Texas: Big Bend Ranch State Park
Texas’ biggest state park is also an International Dark Sky Park, with ample space (300,000 acres) for stargazing, hiking, mountain biking, horseback riding, rafting over rapids, paddling along the Rio Grande, and even off-roading. El Solitario is the park’s signature geological feature, a 10-mile-wide collapsed volcanic dome visible from various trail overlooks and via 4-wheel-drive vehicle. Along the trails, visitors can see weathered rock hoodoos, natural springs, Native rock art, and historical ruins of ranches and other structures. The Chihuahuan Desert Bike Fest takes place every February, featuring an epic 54-mile loop ride through the rugged west Texas landscape.
Virginia: Smith Mountain Lake State Park
Within the scenic Blue Ridge Mountains, Smith Mountain Lake is the second largest freshwater lake in Virginia. This park, on the lake’s northern shore, makes it ideal for people who love being on the water. Fishermen flock here for the large populations of bass, stripers, bluegills, and catfish. Visitors can take their pick of watercraft rentals—including canoes, kayaks, paddle boats, pontoon boats, ski boats, and jet skis—between Memorial Day and Labor Day. Boat docks are available for guests staying in the park cabins. And movie buffs, take note: the 1991 Bill Murray comedy “What About Bob?” was filmed at Smith Mountain Lake.
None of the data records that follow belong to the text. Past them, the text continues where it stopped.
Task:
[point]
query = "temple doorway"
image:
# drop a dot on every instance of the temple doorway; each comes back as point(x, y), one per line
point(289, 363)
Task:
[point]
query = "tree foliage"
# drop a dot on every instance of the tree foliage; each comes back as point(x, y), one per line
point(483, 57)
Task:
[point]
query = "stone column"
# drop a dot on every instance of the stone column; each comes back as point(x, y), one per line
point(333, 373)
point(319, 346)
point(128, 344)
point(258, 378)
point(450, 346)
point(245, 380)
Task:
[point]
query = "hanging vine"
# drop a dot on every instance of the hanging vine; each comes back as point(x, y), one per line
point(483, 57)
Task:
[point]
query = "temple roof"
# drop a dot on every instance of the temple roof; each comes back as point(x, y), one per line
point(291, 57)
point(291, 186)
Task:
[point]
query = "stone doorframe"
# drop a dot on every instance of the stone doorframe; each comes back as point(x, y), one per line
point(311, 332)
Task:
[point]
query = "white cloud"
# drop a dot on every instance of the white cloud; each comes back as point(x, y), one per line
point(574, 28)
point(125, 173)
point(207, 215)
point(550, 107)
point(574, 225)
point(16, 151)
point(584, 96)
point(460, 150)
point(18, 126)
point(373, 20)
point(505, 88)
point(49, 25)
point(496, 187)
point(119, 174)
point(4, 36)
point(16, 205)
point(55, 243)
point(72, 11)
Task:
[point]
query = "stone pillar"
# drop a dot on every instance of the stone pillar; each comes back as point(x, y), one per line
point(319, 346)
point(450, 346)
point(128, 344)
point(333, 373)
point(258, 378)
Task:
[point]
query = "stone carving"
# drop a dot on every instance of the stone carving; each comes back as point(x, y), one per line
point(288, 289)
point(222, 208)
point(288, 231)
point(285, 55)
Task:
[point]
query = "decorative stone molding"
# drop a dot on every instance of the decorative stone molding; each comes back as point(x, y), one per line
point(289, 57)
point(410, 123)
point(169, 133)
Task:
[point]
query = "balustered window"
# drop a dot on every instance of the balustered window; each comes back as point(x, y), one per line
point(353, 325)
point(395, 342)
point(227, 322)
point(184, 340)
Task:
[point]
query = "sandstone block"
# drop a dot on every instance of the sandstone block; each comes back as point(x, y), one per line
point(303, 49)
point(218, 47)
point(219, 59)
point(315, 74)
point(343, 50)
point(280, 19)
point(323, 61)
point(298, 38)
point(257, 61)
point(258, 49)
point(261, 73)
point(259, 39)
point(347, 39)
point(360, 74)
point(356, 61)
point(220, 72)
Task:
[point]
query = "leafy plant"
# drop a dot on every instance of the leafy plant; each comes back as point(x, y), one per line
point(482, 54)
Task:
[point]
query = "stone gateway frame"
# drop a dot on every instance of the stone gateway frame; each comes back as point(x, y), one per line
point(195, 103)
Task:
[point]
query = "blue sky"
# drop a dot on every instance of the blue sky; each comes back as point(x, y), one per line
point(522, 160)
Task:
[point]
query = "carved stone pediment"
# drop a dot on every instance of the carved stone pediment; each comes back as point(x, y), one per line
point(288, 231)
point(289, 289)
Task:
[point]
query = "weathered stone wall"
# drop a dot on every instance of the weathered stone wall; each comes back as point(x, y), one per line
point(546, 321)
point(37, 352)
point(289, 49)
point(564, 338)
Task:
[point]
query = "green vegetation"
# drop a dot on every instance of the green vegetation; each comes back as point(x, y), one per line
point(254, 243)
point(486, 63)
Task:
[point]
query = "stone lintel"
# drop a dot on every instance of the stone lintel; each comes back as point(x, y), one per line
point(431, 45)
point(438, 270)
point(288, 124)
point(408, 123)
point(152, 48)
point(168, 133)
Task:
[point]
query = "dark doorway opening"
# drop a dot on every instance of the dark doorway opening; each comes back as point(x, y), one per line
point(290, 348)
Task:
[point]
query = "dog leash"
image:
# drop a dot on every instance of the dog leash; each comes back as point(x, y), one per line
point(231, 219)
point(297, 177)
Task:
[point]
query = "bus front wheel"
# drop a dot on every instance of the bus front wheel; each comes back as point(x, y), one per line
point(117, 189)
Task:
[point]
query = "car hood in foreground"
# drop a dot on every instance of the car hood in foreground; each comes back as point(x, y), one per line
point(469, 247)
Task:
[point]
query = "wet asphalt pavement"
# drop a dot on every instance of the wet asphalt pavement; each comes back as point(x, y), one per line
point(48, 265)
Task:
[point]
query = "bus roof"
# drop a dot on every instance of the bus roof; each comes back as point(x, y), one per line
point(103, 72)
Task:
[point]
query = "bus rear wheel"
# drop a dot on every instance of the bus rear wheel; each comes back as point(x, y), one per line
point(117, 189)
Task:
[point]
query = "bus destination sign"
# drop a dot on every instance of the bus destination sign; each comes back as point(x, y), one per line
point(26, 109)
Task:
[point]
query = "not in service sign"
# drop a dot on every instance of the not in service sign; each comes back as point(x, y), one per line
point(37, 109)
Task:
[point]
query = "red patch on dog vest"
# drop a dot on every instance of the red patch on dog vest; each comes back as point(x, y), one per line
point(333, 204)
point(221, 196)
West Virginia: Blackwater Falls State Park
The namesake waterfall—a 57-footer that’s the highest in the state—is just one of the scenic cascades at Blackwater Falls State Park in the Allegheny Mountains’ Potomac Highlands. The water gets its dyed color from the needles of hemlock and red spruce. The area includes 20 miles of trails, including Elakala Falls and Douglas Falls, for hiking, cross-country skiing, and snowshoeing year-round. The park also offers an 18-hole disc golf course designed as a pollinator habitat, where visitors can play among butterflies and other buzzy wildlife. In the winter, the longest sled run on the East Coast sends riders down a quarter-mile of snowy adventure.